No deduction for travel expenses was claimed on the original Schedule C for Northridge's activities. An amended Schedule C, however, reflects a deduction in the amount of $5,822 for travel expenses. During the audit, the Nortons submitted the following receipts to substantiate their claimed travel expenses:

Respondent allowed only $88 of the claimed $5,822. The Nortons failed to introduce at trial any evidence to support their claimed business travel expenses.

Section 274(d) requires strict substantiation for travel expenses. Here, the Nortons failed to provide documentation or other corroborating evidence to support their claimed travel expenses. Consequently, we conclude that the Nortons are not entitled to a deduction for travel expenses in an amount greater than allowed by respondent.

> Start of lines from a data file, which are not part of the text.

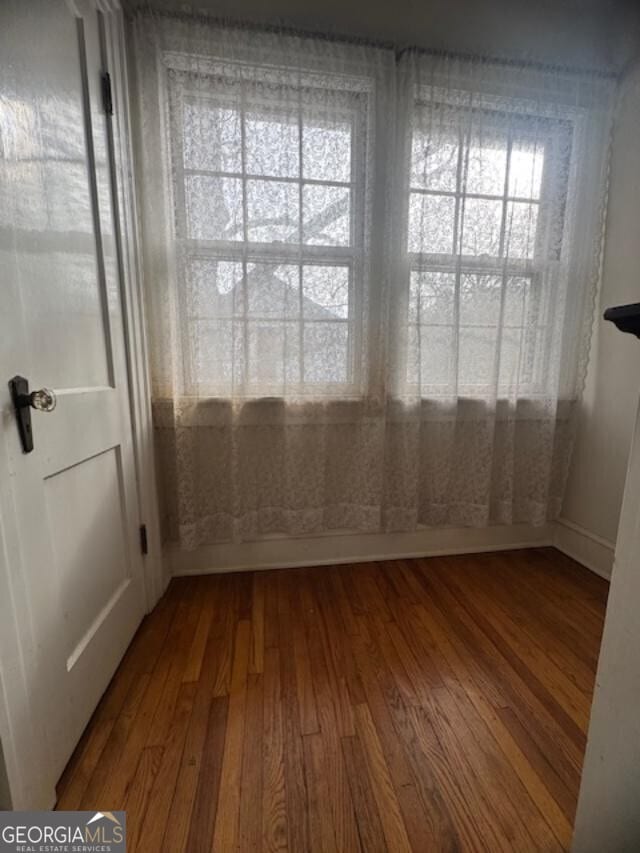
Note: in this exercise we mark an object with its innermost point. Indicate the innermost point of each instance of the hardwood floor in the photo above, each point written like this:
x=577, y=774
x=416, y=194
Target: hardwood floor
x=429, y=705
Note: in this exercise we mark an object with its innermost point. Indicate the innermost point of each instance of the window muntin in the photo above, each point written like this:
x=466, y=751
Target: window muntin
x=270, y=198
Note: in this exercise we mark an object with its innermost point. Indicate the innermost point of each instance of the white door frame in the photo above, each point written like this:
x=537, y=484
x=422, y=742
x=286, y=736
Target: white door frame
x=22, y=733
x=156, y=578
x=608, y=815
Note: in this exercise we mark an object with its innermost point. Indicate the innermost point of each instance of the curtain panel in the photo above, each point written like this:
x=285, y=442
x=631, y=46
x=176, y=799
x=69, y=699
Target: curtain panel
x=370, y=280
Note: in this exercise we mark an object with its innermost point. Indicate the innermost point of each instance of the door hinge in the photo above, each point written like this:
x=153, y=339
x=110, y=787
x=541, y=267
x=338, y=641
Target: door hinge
x=144, y=547
x=107, y=98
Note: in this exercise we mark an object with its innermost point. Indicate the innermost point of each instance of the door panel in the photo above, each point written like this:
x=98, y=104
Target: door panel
x=62, y=327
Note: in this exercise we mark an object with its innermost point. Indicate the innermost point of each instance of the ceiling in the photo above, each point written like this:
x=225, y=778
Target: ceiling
x=602, y=34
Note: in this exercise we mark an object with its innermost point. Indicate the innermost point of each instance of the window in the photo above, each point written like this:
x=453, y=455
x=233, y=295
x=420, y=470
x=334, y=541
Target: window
x=485, y=221
x=270, y=185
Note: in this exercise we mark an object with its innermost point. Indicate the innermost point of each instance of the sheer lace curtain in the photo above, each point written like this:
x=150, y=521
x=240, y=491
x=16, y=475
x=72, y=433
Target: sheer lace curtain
x=370, y=280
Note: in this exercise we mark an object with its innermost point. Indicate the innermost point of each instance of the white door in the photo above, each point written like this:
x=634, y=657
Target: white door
x=61, y=327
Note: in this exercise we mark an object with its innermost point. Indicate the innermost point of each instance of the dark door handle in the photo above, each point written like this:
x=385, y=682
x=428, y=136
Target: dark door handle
x=43, y=400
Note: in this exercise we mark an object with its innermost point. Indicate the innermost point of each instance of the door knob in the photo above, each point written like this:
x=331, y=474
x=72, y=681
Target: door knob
x=43, y=400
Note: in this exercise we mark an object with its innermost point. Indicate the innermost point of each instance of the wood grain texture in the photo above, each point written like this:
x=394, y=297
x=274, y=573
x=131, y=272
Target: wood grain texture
x=436, y=704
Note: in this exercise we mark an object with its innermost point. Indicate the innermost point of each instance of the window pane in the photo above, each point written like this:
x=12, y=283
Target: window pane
x=214, y=207
x=217, y=352
x=516, y=301
x=274, y=353
x=211, y=138
x=480, y=227
x=325, y=352
x=477, y=350
x=431, y=355
x=272, y=212
x=480, y=298
x=431, y=223
x=521, y=229
x=215, y=288
x=486, y=168
x=272, y=145
x=325, y=292
x=434, y=160
x=273, y=290
x=510, y=356
x=525, y=169
x=326, y=215
x=326, y=150
x=431, y=297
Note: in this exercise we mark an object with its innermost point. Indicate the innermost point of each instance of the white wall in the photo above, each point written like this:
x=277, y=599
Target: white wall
x=594, y=33
x=598, y=468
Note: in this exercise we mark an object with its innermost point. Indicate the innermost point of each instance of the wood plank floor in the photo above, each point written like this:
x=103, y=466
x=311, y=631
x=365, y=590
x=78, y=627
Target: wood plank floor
x=429, y=705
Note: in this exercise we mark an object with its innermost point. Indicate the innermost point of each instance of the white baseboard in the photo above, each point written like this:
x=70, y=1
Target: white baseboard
x=284, y=553
x=592, y=551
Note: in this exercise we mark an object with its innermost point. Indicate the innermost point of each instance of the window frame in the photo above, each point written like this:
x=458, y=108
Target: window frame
x=356, y=108
x=510, y=119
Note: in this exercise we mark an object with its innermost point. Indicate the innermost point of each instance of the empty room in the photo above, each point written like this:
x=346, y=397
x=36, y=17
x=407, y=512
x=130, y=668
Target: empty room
x=320, y=436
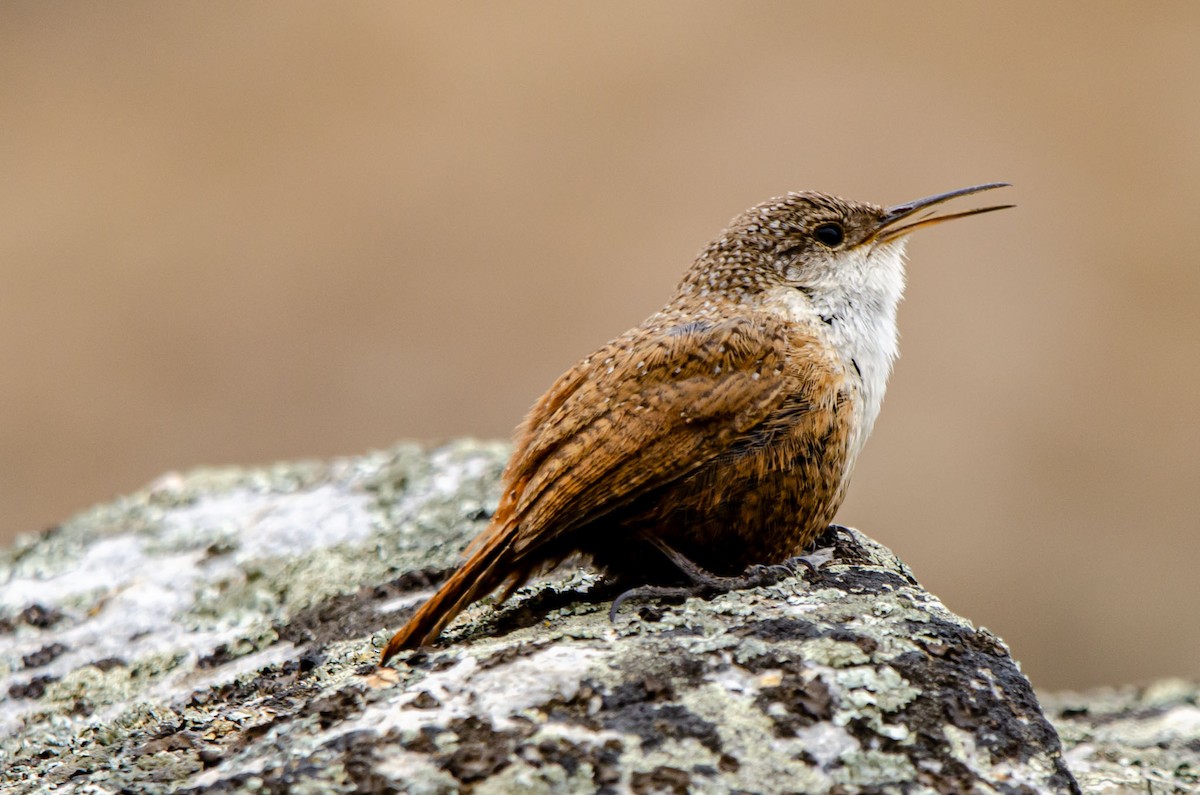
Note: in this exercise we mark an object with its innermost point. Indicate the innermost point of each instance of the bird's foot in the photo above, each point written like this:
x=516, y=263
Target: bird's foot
x=706, y=584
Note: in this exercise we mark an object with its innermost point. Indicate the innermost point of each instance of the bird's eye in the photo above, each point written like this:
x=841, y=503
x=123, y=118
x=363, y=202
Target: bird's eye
x=831, y=234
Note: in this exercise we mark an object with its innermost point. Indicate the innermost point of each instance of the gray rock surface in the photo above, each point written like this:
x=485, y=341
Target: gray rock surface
x=219, y=631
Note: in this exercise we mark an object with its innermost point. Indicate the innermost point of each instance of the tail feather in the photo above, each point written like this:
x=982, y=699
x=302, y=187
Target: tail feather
x=483, y=572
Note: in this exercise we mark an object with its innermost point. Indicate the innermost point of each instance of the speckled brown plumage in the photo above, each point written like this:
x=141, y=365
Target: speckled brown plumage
x=725, y=426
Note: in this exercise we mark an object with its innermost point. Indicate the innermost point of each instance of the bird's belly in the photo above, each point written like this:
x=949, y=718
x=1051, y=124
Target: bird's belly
x=762, y=501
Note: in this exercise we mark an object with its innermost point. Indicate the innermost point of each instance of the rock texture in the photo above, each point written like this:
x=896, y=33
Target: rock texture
x=219, y=631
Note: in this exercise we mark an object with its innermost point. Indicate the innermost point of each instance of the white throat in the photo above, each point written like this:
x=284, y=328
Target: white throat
x=855, y=308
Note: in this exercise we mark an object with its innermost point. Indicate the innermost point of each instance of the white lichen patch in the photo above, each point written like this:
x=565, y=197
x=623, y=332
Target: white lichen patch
x=220, y=629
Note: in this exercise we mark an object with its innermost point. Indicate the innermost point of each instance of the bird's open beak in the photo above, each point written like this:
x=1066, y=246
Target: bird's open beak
x=889, y=231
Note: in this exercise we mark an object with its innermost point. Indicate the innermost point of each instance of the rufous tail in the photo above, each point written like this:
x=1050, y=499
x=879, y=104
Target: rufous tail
x=486, y=568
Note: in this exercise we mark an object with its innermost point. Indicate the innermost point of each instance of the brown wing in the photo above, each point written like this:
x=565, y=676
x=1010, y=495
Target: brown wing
x=646, y=410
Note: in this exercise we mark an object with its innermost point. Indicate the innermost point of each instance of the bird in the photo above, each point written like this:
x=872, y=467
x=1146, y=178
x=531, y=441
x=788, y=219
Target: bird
x=721, y=432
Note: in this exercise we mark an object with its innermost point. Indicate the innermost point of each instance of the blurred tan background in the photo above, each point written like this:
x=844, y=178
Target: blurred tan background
x=249, y=232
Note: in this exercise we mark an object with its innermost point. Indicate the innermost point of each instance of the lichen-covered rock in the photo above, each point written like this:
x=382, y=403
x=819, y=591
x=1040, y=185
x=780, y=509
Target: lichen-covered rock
x=219, y=633
x=1132, y=739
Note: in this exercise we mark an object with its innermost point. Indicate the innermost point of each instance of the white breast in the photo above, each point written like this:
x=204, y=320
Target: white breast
x=852, y=305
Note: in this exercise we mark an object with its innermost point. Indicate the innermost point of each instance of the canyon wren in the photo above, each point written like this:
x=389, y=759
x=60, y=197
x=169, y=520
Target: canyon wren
x=721, y=430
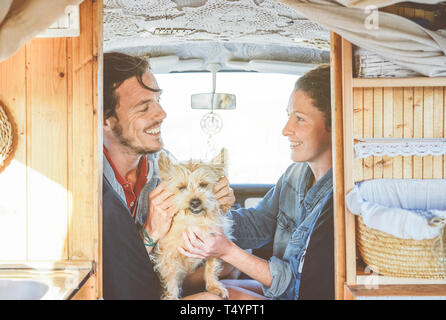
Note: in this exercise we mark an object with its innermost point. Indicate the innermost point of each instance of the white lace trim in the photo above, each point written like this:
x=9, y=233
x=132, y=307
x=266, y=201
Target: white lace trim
x=399, y=147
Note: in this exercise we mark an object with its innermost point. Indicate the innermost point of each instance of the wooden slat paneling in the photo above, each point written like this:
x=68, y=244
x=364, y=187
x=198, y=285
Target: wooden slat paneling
x=47, y=149
x=409, y=112
x=398, y=127
x=13, y=217
x=82, y=155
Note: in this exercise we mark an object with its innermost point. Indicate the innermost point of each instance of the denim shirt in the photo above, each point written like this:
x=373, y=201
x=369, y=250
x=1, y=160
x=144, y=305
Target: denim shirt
x=286, y=215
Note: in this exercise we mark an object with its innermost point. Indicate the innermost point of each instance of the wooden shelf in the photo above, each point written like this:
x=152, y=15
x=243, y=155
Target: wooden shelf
x=411, y=292
x=367, y=277
x=398, y=82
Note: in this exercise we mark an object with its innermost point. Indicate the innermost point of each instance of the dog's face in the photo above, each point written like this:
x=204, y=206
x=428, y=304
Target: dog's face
x=192, y=183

Issue 2. Taxability of Settlement Proceeds From Fishing Lawsuit

On June 7, 1986, Mr. Norton was fishing for herring on Norton Sound by means of a beach seine. The open period for herring fishing on that date was 3 hours. While Mr. Norton and his crew were hauling in herring, they were informed by State Trooper John Harman (Officer Harman) that because the lead line was not fully on the beach as of the end of the 3-hour fishing period, they had to release their catch. Despite vigorously disputing Officer Harman's claim, Mr. Norton complied. As a result, Mr. Norton was dispossessed of approximately 150 tons of herring valued in excess of $100,000 and was denied "fish tickets", which are used for the subsequent assignment of limited entry fishing permits. (These permits are awarded by the Alaska Limited Entry Fisheries Commission (the commission) based upon the amount of fish landed and allow commercial fishermen to maintain and expand their fishing privileges.)

On June 2, 1988, Mr. Norton filed a lawsuit against Officer Harman (both individually and as a trooper of the State of Alaska Department of Public Safety, Division of Fish and Wildlife Protection) and the State of Alaska (the Harman lawsuit), seeking monetary and declaratory relief. The complaint contained six counts: (1) Trespass to chattels; (2) conversion; (3) negligence; (4) punitive damages; (5) deprivation of civil rights; and (6) a declaratory judgment seeking adjudication of Mr. Norton's fishing rights.

The complaint sought the following monetary relief:

a. Compensatory damages for dispossession and/or conversion in excess of one hundred one thousand dollars ($101,000) to be determined more precisely at trial, and/or provision for a like occasion, period and opportunity to harvest fish from a herring biomass of similar size.

b. In the alternative, compensatory damages for negligence in excess of one hundred one thousand dollars ($101,000) to be determined more precisely at trial.

c. Punitive damages of one thousand dollars ($1,000).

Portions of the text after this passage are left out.